Best answer
In game theory which is best answer (English best response ) of a player on the strategies of the other players that strategy that gives him the highest payout. The set of the best answers plays an important role in determining Nash equilibria .
Mathematical definition
In the following, denote the set of strategies of the player and be an element of this set, ie a strategy of the player . Furthermore, denote a combination of the strategies of players and the payoff function of the player . Be a normal form game. The set of player 1's best answers to player 2's strategy is defined as:
The same applies to player 2
Connection with the Nash equilibrium
The pair is a Nash equilibrium when both strategies are best answers to each other. So if:
- and
Best-answer correspondence
Matching pennies
A famous decision problem in game theory is the game of matching pennies : two players put a coin on the table at the same time.
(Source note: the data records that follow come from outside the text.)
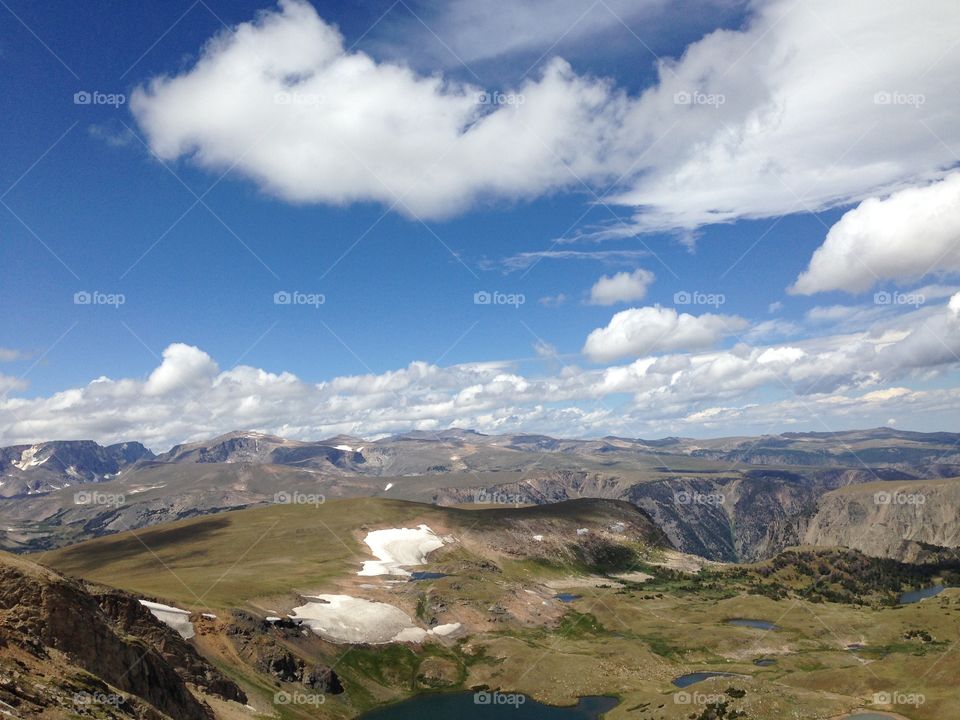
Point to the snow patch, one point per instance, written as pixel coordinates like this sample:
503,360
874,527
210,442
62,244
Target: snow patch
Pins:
346,619
172,617
28,458
396,547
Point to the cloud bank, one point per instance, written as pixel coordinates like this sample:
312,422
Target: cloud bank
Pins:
858,378
791,113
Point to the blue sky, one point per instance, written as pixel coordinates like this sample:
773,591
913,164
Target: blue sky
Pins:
160,200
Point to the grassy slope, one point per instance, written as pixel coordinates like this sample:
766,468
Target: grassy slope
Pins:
628,642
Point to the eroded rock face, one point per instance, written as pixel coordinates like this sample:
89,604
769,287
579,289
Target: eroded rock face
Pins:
70,633
129,617
895,520
262,645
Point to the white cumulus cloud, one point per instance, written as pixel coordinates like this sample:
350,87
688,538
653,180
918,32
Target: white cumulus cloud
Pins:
641,331
904,237
621,287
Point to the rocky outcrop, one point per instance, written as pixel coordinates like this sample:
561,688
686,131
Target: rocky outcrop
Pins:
262,646
131,618
71,635
895,520
46,466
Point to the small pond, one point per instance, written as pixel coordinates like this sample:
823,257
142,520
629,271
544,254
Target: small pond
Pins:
470,706
423,575
922,594
757,624
691,678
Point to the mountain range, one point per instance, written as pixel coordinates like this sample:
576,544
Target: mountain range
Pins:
727,499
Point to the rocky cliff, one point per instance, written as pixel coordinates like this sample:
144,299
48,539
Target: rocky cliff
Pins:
65,649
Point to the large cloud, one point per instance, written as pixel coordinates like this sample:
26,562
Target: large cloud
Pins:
621,287
283,101
912,233
642,331
817,381
796,111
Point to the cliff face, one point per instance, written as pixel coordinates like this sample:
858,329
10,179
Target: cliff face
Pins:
754,516
891,520
55,634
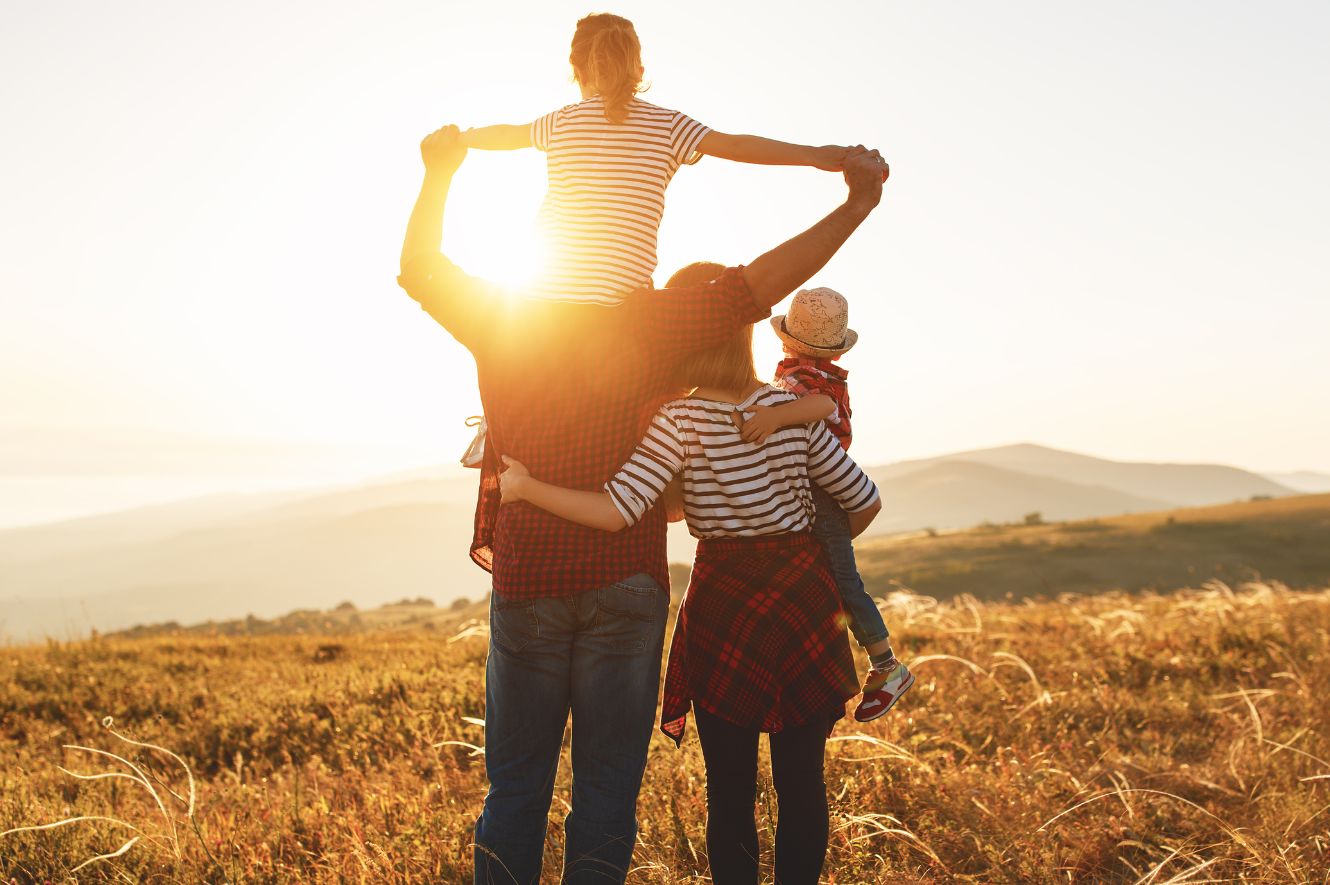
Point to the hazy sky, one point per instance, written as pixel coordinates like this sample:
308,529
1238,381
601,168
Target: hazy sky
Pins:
1105,228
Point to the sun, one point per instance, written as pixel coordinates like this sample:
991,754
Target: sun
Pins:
490,225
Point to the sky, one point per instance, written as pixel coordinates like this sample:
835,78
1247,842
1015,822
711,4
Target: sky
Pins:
1105,228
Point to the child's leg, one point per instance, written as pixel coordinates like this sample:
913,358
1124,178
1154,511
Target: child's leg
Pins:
833,530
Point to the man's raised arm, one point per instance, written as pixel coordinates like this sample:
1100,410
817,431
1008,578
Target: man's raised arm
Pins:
780,272
459,302
442,153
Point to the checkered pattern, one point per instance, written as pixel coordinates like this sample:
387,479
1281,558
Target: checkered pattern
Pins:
760,638
569,390
805,375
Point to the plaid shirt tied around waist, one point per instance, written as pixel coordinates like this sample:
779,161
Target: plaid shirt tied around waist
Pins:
569,390
760,638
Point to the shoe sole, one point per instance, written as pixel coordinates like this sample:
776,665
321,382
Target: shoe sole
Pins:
906,686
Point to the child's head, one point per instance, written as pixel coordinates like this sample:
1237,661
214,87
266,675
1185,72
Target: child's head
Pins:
608,61
817,326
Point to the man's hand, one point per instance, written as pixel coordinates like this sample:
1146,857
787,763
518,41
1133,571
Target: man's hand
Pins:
512,481
442,151
760,426
865,171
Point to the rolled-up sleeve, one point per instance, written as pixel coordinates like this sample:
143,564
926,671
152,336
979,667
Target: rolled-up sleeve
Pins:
676,322
685,136
541,129
643,478
462,304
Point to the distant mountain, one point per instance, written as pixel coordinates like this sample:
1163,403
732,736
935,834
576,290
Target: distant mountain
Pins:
956,494
1280,539
1305,481
371,546
1177,485
406,536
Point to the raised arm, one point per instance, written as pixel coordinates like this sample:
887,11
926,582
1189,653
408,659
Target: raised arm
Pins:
768,419
770,152
502,137
591,509
460,304
780,272
442,153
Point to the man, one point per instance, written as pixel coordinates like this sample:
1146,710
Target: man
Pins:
577,616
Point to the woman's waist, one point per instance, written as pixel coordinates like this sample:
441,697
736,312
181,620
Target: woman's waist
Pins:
754,543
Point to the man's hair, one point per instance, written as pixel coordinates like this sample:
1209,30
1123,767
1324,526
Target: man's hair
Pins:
696,273
607,59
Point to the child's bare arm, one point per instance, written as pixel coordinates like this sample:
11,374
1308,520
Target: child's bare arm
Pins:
768,419
861,519
772,153
502,137
591,509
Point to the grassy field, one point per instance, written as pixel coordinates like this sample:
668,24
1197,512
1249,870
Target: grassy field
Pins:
1089,739
1285,539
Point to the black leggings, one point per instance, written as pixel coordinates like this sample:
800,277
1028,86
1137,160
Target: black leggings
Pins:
801,833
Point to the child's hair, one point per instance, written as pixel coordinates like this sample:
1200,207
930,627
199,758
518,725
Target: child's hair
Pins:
608,60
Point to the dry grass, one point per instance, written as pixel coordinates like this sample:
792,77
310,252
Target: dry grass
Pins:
1088,739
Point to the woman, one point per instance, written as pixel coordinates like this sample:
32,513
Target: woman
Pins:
760,644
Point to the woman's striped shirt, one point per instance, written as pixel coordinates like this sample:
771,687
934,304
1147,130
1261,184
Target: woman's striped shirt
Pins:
734,487
607,196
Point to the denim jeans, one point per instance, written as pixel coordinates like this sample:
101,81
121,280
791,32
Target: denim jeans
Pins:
597,655
833,530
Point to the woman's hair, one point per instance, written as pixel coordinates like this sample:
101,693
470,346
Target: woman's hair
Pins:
608,60
726,366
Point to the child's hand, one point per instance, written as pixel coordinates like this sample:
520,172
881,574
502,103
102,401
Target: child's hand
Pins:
760,426
442,149
511,481
830,157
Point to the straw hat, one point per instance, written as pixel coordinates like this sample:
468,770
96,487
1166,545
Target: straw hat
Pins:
818,324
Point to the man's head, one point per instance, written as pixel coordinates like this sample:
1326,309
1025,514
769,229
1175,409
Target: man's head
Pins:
696,273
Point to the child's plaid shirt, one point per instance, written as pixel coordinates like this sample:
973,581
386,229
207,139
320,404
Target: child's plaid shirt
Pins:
806,375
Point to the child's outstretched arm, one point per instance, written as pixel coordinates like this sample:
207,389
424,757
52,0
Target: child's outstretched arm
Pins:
768,419
500,137
591,509
769,152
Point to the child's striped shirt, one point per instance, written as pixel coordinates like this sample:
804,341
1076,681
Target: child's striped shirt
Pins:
607,196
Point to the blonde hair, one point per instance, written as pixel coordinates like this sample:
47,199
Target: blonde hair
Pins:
607,59
726,366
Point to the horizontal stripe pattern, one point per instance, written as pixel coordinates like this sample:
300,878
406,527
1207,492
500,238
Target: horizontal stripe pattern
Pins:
607,196
732,487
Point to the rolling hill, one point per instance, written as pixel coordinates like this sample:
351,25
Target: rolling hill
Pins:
406,536
1173,485
1284,539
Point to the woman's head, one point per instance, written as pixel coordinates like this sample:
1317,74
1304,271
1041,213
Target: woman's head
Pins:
608,61
725,366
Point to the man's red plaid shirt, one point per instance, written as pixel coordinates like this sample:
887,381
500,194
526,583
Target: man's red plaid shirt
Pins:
806,375
569,390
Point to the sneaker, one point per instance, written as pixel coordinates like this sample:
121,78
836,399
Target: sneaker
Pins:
882,688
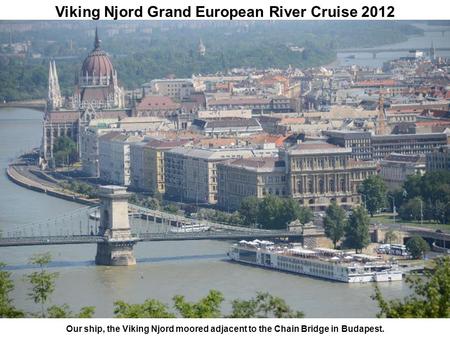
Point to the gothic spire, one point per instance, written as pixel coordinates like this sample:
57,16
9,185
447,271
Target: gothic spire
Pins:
97,41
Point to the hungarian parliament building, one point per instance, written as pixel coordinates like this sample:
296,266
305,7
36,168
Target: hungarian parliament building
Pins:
96,95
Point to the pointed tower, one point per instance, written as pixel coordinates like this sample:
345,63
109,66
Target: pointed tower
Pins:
381,118
201,48
96,40
54,93
432,51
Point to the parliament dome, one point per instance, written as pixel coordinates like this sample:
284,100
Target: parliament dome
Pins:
97,68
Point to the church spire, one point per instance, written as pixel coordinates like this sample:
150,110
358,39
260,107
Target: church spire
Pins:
54,93
97,41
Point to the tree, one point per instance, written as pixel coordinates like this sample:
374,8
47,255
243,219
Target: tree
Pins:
42,282
276,213
303,214
430,297
270,213
357,229
171,208
390,236
417,246
64,311
263,305
374,191
65,151
334,222
411,210
7,309
249,210
207,307
151,308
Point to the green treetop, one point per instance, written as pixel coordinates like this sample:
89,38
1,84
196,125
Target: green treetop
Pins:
334,222
357,229
374,192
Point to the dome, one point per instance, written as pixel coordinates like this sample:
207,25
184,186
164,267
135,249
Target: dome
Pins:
97,64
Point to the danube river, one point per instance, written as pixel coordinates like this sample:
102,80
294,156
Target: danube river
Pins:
432,34
164,269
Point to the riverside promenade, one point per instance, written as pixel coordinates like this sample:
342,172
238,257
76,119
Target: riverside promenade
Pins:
26,177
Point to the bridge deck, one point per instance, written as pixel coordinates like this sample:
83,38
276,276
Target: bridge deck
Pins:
148,237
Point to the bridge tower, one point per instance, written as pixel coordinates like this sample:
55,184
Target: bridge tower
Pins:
117,247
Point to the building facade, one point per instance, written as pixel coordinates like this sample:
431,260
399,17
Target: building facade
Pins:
407,144
319,172
244,177
147,164
439,159
114,157
358,141
396,168
191,173
96,95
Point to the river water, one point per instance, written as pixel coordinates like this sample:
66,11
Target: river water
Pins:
432,34
164,269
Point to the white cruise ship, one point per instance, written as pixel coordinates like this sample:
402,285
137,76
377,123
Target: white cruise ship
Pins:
319,262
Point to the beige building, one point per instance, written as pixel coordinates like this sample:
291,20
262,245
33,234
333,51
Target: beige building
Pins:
439,159
243,177
114,157
174,88
147,164
319,172
191,173
396,168
89,153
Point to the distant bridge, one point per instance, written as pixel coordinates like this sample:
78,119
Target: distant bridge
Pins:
389,50
150,237
375,51
82,226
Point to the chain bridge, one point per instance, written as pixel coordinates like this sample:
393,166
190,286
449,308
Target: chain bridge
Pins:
115,226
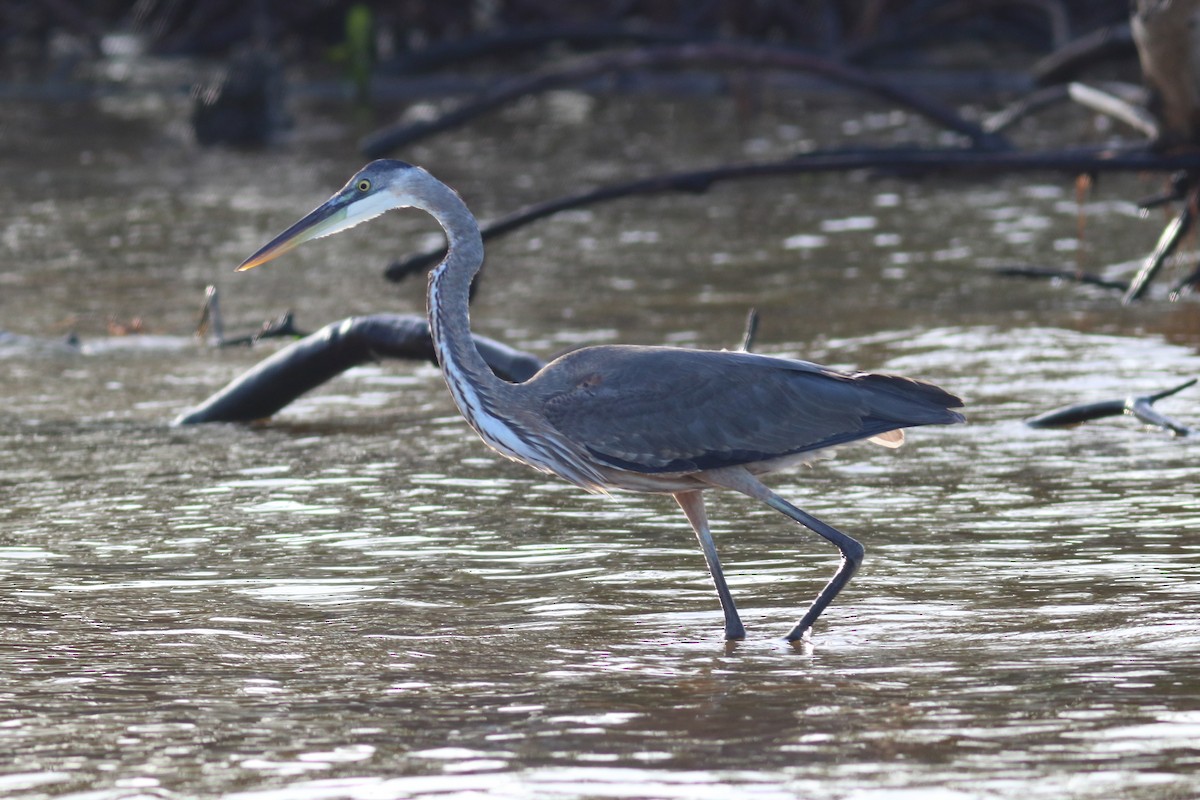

If both coins are heads (K) or both coins are tails (Z), the two coins belong to player 1; if the two coins show different sides, then the two coins belong to player 2. Since the winner wins the loser's coin, it is a zero-sum game. The following representation results as a bimatrix :
head | number | |
---|---|---|
head | 1 , −1 | −1 , 1 |
number | −1 , 1 | 1 , −1 |
The following matrix is obtained in the simplified representation:
Individual evidence
- ↑ Wolfgang Leiniger: Introduction to game theory . P. 21.
- ^ Jürgen Eichberger: Fundamentals of microeconomics . 2004, p. 420.